Eliade è il maestro del raccontare il fantastico, lo scruta, difficilmente lo rende intellegibile, mai riesce a parlarne in modo chiaro e diretto. Racconti fantastici è anche il tripudio dell’eterna lotta tra sacro e profano: questo lo si nota soprattutto in La figlia del capitano e Il ponte, due tra i racconti che più colpiscono: sono una sorta di simulacri del reale, venerati dallo stesso autore, con personaggi di passaggio, che non lasciano quasi mai il segno, tra loro spesso sconosciuti, in cui è il ricordo la componente fondante dei racconti.
Quello che potrebbe sembrare respingente, invece, è l’intero comparto citazionistico, a tratti con riferimenti piuttosto criptici, che non aiutano la scorrevolezza della lettura. Ne Il Serpente si raggiunge l’apice di questa incomunicabilità: una sorta di terrore ipnotico di un rapporto amoroso che sembra non arrivare quasi mai al suo culmine. Eliade scrittore “fantastico” è inquietante ma non disperato: uno scrittore che – lo dice lui stesso – alternava la sua vita “chiara”, quella di studioso di religioni, antropologia e mitografia ad un’altra decisamente – ci passerete il termine pop – più “dark”, di comparatistica religiosa con particolare interesse nei confronti dello yoga, vera pratica ultima per le sue fughe dal mondo che poi mette in pratica nei suoi racconti.
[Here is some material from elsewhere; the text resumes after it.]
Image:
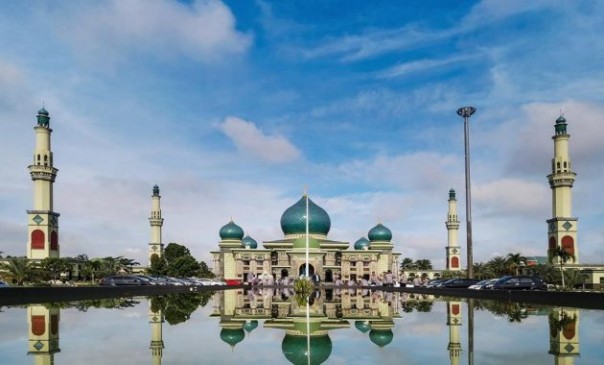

Sulla sua persona si è discusso molto, a partire, chiaramente, dalle sue tendenze oscure, a tratti estremiste, vicino agli ambienti della destra eversiva romena durante gli anni della Seconda guerra mondiale. Ma questo, nella dimensione di cui parliamo, quella dei racconti fantastici – della sua dimensione notturna – ci interessa fino ad un certo punto.
Il lavoro compiuto da Castelvecchi è sicuramente necessario, doveroso per la portata della figura di Eliade, soprattutto perché senza precedenti. Il contenuto è complesso, alcune volte forse eccessivamente e le cento pagine introduttive, pur se da un lato chiarificatrici, non aiutano spesso nella comprensione dello stile dello scrittore, entro il quale, talvolta, si rischia di arenarsi. Il rischio effettivo di non comprenderlo appieno è elevato e per i non avvezzi alla lettura di un genere di questo tipo c’è il forte pericolo di limitare la conoscenza dei racconti al solo linguaggio letterale o, al massimo, alla prima interpretazione che, con Eliade, se non sempre, porta fuori strada e a far cadere tutto l’ingombrante impianto narrativo costruito con dovizia e maestria di particolari dallo scrittore romeno, maestro del chiaroscuro in letteratura.